Week 2: I started of by testing temperature jumps using first pyrene actin and S1 against pyrene actin and S1 (PA-S1 ) going from 20 C to 20 C, this should have given a constant florescence but this didn't happen. So I tried Flouroscein, but again this didn't work. So stumped we moved on to carrying on the previous experiment by increasing the ATP concentrations used, I then plotted these results to find the second order rate constants and then also plotted these against 1000/temperature in Kelvin. I finished the week by completing this.
Week 3 to now: So I started this week by retrying the temperature jumps. This time still using Flouroscein we tested 3 different buffers, the one I had been using was a cacodylate buffer containing 100 mM KCl, the ones I tested where; 100 mM KCl Tris, 100 mM KCl KPi, and 100 mM KCl Imidazole.
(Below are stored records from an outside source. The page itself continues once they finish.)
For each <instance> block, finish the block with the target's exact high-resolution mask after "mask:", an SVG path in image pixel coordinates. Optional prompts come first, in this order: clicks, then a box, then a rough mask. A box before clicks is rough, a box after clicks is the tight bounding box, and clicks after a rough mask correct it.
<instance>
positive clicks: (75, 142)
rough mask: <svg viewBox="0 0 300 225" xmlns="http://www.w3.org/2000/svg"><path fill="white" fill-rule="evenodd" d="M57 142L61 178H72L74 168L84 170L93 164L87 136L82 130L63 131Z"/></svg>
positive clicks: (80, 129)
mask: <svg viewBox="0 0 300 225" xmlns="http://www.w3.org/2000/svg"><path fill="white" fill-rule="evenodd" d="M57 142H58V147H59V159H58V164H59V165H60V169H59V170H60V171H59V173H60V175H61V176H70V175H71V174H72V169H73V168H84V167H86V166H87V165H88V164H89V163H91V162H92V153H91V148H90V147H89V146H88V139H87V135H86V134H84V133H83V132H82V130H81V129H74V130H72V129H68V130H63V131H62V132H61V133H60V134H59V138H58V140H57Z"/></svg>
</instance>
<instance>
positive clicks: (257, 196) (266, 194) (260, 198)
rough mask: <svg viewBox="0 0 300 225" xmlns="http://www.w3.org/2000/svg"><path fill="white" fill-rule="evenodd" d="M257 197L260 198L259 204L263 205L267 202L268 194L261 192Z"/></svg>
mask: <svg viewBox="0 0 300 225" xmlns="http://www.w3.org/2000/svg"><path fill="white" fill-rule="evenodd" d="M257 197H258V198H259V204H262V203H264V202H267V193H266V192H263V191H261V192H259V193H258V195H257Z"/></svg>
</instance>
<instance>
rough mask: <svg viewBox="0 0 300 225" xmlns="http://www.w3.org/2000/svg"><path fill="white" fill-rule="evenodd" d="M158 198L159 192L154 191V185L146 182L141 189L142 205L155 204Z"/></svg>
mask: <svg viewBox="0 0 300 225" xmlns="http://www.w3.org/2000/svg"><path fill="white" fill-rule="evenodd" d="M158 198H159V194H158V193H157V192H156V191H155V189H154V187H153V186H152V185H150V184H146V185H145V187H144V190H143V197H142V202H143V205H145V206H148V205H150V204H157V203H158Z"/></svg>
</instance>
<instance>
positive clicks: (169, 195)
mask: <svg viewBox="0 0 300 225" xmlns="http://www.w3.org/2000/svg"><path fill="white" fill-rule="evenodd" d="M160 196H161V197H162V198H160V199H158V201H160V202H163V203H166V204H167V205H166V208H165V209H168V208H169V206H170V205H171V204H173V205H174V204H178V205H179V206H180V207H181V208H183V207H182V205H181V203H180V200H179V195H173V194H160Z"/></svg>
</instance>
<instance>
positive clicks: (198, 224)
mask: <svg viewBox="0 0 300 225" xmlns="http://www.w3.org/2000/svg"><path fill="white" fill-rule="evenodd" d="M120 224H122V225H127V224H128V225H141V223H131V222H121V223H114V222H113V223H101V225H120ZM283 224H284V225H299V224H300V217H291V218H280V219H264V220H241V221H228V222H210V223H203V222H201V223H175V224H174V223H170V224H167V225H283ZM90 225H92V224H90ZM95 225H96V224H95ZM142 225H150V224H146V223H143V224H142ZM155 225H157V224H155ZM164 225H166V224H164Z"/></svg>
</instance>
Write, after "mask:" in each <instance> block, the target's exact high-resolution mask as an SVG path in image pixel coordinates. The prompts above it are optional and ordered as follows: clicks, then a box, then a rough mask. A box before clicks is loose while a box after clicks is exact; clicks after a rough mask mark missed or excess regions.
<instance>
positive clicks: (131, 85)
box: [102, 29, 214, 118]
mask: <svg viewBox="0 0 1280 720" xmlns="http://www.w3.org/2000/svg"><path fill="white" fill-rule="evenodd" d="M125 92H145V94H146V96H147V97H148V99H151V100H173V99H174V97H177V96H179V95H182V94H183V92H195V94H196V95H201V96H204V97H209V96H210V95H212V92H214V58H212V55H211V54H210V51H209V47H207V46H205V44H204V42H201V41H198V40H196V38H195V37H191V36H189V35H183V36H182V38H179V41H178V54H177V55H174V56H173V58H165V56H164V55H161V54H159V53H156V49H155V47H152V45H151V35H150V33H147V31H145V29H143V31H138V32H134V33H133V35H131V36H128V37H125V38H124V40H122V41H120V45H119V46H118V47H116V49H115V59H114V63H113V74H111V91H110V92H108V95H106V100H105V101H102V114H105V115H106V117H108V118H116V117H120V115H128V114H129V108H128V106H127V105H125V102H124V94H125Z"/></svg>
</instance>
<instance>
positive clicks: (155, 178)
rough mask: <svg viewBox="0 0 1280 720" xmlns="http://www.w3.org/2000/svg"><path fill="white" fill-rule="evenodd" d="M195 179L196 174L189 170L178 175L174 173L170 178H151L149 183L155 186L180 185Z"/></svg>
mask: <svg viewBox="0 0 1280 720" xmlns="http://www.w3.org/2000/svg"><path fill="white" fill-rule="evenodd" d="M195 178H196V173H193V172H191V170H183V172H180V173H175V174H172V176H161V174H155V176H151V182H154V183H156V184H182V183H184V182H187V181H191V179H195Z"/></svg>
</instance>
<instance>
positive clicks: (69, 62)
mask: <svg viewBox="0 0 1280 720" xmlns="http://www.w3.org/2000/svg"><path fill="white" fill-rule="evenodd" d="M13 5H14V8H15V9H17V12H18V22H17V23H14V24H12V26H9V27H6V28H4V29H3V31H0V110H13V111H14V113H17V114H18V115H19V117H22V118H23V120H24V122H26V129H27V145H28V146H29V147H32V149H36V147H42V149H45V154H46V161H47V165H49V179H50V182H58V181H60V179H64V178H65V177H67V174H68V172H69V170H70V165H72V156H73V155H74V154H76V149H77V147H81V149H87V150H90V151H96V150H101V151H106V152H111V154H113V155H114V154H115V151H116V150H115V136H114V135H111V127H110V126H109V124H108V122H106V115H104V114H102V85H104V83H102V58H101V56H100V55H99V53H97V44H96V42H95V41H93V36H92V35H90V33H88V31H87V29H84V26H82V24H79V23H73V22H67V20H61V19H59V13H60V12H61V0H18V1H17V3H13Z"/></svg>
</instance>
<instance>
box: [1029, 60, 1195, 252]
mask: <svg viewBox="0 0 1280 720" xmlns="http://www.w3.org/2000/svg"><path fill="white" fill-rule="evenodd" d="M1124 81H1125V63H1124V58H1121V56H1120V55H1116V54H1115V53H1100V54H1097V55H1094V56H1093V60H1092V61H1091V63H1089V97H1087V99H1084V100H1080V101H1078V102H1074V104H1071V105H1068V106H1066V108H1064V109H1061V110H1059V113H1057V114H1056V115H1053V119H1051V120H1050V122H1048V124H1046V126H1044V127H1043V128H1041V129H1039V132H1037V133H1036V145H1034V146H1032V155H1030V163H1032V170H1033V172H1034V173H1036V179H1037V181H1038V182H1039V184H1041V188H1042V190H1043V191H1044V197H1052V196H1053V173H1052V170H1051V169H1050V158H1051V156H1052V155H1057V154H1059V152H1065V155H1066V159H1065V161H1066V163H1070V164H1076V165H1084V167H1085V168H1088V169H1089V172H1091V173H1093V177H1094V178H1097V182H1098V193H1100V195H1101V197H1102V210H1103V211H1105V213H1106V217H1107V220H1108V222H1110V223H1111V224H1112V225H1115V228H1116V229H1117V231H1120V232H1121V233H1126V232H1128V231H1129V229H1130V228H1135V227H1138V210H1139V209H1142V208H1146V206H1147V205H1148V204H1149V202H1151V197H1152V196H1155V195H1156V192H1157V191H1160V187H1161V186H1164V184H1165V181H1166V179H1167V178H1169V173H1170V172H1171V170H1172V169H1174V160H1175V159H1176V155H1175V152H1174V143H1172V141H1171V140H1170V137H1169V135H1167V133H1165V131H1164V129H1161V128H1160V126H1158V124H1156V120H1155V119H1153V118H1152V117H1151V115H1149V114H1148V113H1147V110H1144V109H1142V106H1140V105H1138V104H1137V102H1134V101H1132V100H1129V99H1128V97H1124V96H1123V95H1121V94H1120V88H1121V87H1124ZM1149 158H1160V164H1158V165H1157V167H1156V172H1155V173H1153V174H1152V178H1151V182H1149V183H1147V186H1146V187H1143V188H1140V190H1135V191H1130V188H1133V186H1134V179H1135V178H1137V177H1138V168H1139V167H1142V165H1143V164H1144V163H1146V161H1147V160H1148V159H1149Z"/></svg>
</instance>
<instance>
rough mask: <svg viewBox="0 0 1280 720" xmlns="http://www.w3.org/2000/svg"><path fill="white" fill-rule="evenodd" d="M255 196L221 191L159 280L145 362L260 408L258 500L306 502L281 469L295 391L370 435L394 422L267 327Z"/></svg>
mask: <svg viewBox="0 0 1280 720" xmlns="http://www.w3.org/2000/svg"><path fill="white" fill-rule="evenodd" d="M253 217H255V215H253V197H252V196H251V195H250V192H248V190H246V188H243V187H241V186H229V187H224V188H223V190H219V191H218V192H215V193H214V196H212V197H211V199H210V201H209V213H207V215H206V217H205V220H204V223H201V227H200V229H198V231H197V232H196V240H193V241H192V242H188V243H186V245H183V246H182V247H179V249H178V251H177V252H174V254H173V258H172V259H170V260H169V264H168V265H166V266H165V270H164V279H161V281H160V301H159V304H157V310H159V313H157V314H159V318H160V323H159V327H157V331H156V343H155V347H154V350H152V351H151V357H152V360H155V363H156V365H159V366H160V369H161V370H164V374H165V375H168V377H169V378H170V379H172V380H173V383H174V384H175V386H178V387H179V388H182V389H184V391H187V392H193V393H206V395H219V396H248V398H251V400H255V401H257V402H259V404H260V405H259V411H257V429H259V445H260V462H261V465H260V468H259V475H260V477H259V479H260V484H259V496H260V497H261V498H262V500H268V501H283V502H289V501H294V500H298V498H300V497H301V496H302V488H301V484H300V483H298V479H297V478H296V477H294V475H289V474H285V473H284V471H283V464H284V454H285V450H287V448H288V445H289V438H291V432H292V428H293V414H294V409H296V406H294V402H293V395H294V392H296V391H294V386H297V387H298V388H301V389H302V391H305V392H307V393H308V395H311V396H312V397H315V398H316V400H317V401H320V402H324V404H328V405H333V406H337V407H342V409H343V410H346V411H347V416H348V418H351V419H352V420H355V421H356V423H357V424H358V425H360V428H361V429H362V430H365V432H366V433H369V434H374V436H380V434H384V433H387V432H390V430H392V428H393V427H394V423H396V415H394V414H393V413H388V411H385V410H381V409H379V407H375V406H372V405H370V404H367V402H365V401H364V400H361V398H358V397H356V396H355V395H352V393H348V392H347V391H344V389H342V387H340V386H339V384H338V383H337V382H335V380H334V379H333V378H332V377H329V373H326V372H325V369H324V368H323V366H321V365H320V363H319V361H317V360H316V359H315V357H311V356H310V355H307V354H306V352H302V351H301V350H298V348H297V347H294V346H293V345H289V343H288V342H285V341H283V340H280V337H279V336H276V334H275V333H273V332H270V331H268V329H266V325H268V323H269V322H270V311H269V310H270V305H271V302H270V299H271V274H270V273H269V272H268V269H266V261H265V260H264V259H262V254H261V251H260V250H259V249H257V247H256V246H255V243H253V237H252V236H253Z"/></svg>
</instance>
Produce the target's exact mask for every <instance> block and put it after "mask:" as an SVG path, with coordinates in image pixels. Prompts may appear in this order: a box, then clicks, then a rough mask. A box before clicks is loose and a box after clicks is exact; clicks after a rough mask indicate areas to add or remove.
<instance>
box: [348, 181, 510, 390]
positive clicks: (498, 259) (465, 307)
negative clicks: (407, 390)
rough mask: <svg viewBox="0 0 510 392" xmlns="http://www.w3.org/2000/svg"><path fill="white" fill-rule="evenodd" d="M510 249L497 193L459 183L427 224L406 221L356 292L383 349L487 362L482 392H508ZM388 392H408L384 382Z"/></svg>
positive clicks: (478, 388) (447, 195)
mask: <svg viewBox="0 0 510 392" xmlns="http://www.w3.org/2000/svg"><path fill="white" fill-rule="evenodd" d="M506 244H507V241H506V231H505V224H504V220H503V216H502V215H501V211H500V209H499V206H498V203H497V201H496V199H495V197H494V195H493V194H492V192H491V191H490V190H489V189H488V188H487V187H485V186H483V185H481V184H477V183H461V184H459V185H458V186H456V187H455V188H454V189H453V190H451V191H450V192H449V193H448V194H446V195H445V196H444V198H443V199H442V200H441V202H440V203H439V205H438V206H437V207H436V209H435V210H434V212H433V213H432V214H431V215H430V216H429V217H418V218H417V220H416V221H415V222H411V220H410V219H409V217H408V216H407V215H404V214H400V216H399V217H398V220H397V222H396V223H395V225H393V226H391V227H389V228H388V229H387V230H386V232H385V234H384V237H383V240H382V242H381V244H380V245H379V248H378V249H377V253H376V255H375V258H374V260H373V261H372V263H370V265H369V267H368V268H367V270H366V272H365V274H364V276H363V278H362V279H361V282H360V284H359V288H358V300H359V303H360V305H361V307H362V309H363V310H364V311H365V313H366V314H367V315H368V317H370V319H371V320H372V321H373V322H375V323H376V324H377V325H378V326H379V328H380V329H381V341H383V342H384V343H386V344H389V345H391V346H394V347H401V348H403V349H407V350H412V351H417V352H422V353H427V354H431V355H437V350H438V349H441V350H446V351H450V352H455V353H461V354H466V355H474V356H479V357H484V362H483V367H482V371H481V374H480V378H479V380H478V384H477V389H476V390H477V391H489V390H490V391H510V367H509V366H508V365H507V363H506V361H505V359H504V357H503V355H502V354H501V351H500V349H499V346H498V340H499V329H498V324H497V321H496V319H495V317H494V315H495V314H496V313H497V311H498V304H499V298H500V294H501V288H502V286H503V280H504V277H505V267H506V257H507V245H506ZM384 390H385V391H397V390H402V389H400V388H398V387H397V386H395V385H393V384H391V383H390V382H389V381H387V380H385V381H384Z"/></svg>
The best of these was the Imidazole buffer which gave the desired trace and also is affected by temperature compared to the others, giving more accurate results. So I managed to test two temperature jumps one from 20 C to 30 C and the other 20 C to 5 C. These both worked, but my aim was to obtain better results by having the same end point of 5 C, however today everything went wrong as firstly the values on the machine failed meaning the samples were not mixing in the cell so I obtained odd results. We then changed the machine for one that is better suited for low temperatures. So I started setting up my experiment this afternoon only to find another problem that the Mercury/xenon lamp had blown, so I had to waste half an hour for the lamp to warm up. Finally I managed to check this machine was working the same as the other, even though the cell was 20 ul in the first and the new one is 5 ul.